Scientists involved with the BioXFEL center will use an extremely powerful new kind of X-ray beam developed at SLAC National Laboratory at Stanford University called an X-ray, free-electron laser. The use of the XFEL to analyze protein crystals was chosen by the journal Science as one of the top 10 science breakthroughs of 2012. That work included a number of scientists who will be participants in the BioXFEL center.
"Because this technique is so new, much remains to be done before it can be used routinely," explained Lattman. "The process needs to be streamlined. Right now, every single step takes a heroic effort. The purpose of the new BioXFEL center is to create the resources and knowledge necessary so that, five years from now, scientists can apply XFEL routinely to the most pressing biomedical questions."
A key advantage is that it will let scientists see the motions of molecules for the first time. "Most biological processes require movements within the molecules involved," Lattman said, "but the pictures provided by current X-ray analysis contain very limited information about them.
"The XFEL beam is unbelievably intense and is composed of a sequence of unimaginably short pulses that act like flashbulbs to freeze the motions of protein molecules when the beam zaps them," Lattman added. "In the long run, the X-ray laser will allow us to make movies of molecules, rather than having to infer their motions from fixed pictures."
HWI expertise will play a central role in the new center, particularly its National Institutes of Health-funded high-throughput screening laboratory, which has been growing crystals of proteins for hundreds of client labs throughout the U.S. for a decade.
Arizona State will be a major research partner, providing expertise through Spence's lab, which specializes in determining the structures of membrane proteins and viruses, which are difficult to crystallize. University of Wisconsin-Milwaukee will provide key theoretical and experimental contributions.
Together, UB, Arizona State and UWM will offer education programs to try to develop young scholars in this technique at the graduate and postdoctoral level, as well as the undergraduate and high school levels. Lattman said UB will be one of the key facilities in the U.S. with this focus.
The center will emphasize applications of its research through its industrial partners in the Industrial Macromolecular Crystallography Association comprised of major pharmaceutical companies, including Bristol-Myers Squibb, Pfizer, Abbott, Merck and Novartis.

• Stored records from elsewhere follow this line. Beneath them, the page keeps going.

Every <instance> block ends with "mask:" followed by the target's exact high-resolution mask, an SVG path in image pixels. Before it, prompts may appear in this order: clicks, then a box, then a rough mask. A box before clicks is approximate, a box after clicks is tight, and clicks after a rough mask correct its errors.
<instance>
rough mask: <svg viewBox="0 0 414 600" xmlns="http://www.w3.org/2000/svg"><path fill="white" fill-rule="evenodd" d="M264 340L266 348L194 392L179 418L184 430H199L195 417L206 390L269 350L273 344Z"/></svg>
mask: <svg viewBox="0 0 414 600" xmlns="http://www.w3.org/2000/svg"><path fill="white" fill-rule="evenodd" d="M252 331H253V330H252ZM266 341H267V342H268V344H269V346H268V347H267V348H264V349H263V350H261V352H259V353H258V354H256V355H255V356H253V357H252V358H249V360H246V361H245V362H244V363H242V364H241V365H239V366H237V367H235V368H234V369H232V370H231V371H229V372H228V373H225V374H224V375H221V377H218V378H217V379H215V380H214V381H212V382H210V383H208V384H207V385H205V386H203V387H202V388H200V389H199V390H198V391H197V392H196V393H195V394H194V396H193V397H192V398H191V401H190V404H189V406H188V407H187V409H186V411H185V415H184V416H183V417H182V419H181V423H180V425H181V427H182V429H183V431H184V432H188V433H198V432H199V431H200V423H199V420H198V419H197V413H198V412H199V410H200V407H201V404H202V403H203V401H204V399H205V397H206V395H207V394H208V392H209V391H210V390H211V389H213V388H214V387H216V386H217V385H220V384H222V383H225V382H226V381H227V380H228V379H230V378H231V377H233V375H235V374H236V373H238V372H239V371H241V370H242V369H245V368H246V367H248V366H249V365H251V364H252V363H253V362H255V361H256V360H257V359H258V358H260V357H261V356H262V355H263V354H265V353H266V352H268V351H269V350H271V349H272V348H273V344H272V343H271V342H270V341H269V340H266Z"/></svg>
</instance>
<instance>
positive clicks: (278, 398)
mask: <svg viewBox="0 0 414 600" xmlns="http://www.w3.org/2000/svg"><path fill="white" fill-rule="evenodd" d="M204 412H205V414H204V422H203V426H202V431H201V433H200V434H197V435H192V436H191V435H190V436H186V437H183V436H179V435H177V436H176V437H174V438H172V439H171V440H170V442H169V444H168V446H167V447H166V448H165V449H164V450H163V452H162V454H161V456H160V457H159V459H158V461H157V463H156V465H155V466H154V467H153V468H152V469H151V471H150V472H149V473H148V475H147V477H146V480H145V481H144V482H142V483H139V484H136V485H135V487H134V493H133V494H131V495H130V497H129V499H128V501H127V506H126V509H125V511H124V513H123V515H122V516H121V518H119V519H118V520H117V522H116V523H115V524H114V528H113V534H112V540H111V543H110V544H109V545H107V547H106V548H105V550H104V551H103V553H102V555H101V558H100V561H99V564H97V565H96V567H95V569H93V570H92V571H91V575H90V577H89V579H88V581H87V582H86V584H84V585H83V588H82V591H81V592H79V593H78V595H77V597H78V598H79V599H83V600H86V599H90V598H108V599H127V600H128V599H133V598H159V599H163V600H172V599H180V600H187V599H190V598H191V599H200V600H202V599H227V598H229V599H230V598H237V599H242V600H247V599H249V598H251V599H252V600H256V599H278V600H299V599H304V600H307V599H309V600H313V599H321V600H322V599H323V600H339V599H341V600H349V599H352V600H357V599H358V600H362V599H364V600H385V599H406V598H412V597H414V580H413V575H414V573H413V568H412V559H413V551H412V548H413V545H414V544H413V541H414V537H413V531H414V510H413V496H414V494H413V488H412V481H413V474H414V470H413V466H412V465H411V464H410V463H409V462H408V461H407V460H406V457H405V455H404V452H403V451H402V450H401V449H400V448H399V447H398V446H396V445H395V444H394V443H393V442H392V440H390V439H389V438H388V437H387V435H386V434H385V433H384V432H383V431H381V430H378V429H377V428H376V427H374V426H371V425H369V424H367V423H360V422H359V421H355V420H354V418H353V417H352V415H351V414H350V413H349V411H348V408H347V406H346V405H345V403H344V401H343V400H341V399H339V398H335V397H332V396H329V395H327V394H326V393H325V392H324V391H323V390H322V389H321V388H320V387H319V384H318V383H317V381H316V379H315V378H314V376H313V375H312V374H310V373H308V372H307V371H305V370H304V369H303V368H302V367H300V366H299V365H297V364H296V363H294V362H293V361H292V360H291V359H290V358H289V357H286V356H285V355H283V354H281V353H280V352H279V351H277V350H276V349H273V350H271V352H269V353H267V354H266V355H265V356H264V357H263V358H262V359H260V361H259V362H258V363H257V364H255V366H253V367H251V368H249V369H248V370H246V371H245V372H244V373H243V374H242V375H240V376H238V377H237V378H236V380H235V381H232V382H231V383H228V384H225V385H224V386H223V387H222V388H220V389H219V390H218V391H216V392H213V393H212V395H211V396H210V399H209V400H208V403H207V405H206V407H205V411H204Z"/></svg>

The BioXFEL center's headquarters will be located at 700 Ellicott St., on the Buffalo Niagara Medical Campus, in the building that houses both HWI and UB's Department of Structural Biology.
The NSF Science and Technology Centers: Integrative Partnerships program supports innovative, potentially transformative research and education projects that require large-scale, long-term awards. The centers foster cutting-edge research, education of the next generations of scientists and broad distribution of the knowledge and technology produced.